O principal correspondente militar ucraniano, Yurii Butusov, observou que o dispositivo era de fato um Kh-101 que foi lançado por uma aeronave russa T-95MS. “O vídeo do ataque mostra um míssil Kh-101 típico com um motor turbojato sob seu casco. As alegações do Ministério da Defesa russo e dos propagandistas russos de que os ucranianos destruíram o hospital com mísseis de defesa aérea foram mais uma vez refutadas por fatos óbvios”, comentou Butusov, acrescentando que o vídeo mostrou claramente que as forças de defesa aérea ucranianas não danificaram ou abateram o míssil russo, e ele não apresentou mau funcionamento.
“O míssil seguiu precisamente o alvo, indo direto para o hospital. Isso significa que os militares russos programaram com precisão a trajetória de voo e o ponto de impacto, mirando especificamente o hospital infantil.”
O Serviço de Segurança da Ucrânia corroborou a alegação de Butusov, assim como o site investigativo Bellingcat. No local do impacto, seus investigadores encontraram fragmentos do mecanismo de implantação da asa do Kh-101, a unidade de interferência do Kh-101, a parte do meio do corpo do míssil de cruzeiro Kh-101, a carenagem da seção da cauda, um fragmento da unidade hidráulica do Kh-101 e fragmentos do invólucro do motor do Kh-101 com seus números de série.
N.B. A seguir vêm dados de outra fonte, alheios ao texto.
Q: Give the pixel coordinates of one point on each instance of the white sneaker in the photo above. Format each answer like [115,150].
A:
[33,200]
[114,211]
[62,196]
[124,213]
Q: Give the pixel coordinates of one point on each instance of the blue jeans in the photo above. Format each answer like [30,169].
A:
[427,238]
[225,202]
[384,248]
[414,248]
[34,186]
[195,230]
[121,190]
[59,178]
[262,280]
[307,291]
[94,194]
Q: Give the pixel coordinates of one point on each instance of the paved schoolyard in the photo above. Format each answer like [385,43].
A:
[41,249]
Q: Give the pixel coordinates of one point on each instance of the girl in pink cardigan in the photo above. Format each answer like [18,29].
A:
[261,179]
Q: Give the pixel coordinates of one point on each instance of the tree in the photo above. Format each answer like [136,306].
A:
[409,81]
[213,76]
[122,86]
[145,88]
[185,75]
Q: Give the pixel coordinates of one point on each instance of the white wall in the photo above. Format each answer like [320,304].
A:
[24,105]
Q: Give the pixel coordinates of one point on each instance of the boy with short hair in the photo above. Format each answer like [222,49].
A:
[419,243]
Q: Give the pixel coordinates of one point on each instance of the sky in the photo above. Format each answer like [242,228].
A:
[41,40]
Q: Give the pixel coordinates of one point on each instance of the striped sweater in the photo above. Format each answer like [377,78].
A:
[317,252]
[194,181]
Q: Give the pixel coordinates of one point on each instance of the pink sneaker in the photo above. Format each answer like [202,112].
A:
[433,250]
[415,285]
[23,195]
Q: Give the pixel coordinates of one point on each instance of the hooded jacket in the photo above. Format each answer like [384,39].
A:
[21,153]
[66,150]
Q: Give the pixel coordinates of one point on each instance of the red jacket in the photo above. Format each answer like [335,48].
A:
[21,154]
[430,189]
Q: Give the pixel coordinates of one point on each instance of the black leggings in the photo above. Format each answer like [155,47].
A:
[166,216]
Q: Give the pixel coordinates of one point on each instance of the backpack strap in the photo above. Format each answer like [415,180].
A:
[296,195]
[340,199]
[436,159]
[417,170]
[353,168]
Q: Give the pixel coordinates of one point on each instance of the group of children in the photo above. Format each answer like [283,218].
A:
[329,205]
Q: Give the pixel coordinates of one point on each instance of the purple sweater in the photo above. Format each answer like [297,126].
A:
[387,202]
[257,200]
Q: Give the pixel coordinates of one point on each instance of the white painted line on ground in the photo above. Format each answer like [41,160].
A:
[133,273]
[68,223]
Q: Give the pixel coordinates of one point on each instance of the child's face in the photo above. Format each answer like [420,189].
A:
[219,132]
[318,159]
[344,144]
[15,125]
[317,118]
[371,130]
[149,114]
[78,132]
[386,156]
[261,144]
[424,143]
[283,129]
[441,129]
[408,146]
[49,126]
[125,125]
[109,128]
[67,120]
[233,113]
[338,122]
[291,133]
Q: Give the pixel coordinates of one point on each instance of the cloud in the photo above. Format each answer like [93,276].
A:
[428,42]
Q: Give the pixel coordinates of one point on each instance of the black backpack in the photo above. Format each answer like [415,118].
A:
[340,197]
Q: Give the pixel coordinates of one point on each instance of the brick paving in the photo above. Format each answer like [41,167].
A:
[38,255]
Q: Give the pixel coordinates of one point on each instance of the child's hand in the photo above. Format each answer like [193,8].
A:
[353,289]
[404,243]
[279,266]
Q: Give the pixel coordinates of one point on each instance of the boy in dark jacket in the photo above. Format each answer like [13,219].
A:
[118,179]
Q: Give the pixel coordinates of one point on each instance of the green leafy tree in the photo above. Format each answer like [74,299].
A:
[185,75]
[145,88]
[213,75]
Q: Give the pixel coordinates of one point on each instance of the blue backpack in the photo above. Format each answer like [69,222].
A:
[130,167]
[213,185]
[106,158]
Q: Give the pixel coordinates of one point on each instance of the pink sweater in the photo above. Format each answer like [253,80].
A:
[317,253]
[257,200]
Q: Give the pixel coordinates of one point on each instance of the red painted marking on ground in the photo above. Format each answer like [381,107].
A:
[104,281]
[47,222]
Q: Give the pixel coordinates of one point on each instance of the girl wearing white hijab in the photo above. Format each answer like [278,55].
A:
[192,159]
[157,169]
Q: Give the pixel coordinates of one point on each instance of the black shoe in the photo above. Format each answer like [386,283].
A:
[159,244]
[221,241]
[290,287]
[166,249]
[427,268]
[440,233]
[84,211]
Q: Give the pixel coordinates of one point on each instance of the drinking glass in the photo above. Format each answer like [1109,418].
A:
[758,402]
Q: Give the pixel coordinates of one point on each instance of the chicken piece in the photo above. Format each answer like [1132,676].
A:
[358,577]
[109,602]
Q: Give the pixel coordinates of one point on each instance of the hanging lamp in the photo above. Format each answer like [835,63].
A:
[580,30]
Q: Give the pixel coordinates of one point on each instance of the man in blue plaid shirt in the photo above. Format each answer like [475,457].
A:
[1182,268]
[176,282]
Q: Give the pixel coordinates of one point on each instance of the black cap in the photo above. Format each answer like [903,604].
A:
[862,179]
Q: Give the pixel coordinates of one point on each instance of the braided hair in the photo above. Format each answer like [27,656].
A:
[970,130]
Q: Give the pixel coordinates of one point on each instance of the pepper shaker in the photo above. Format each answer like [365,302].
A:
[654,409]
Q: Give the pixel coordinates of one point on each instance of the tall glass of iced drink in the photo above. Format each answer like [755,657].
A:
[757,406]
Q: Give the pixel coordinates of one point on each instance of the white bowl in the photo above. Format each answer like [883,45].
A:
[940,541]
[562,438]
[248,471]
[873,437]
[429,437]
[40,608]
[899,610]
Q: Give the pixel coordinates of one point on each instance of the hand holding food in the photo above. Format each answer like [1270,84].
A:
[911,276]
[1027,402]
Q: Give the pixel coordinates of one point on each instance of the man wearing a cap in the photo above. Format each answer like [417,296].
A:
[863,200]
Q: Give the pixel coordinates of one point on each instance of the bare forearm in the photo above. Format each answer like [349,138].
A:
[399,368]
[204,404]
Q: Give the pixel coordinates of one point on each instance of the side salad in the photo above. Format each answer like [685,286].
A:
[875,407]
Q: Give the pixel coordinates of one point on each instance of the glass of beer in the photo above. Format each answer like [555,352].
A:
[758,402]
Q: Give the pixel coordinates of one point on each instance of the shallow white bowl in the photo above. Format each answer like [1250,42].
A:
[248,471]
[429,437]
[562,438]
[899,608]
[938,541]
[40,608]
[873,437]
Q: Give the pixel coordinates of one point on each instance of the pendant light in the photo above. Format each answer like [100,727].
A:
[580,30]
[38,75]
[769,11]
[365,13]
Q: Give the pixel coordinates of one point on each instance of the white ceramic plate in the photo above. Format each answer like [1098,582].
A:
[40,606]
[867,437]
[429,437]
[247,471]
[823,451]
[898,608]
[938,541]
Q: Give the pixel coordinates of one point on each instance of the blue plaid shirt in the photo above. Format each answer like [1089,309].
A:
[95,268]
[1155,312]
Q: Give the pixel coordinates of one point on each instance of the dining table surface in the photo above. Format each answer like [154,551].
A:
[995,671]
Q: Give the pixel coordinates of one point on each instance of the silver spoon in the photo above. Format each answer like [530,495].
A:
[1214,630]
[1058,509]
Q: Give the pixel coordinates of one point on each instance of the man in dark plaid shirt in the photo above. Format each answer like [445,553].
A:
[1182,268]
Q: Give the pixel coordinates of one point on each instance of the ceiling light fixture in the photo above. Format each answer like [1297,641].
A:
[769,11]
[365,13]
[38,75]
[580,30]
Isso não é nenhuma surpresa para os ucranianos, ou para aqueles que rastreiam os ataques russos. Desde que a guerra total começou em 2022, a Rússia atacou 1.442 instalações de saúde ucranianas, usando técnicas que desenvolveu na Síria. É difícil acreditar que os militares russos, que dizem usar armas de precisão, simplesmente cometeram 1.442 erros.
Yurii Bielousov, chefe do Departamento de Combate a Crimes Cometidos Durante o Conflito Armado no gabinete do procurador-geral, disse: “A ordem foi emitida no topo. É o presidente e a liderança militar da Federação Russa que dão aprovação final a tais ordens ou realmente descrevem seus detalhes. É apenas uma questão de tempo antes que sejam levadas a julgamento.”
Poucas horas após o ataque aéreo massivo, as sirenes de ataque aéreo soaram novamente em Kiev. Poucos minutos depois, fumaça subiu na margem esquerda de Kiev. Fragmentos de mísseis atingiram uma clínica médica, matando cinco funcionários e dois pacientes.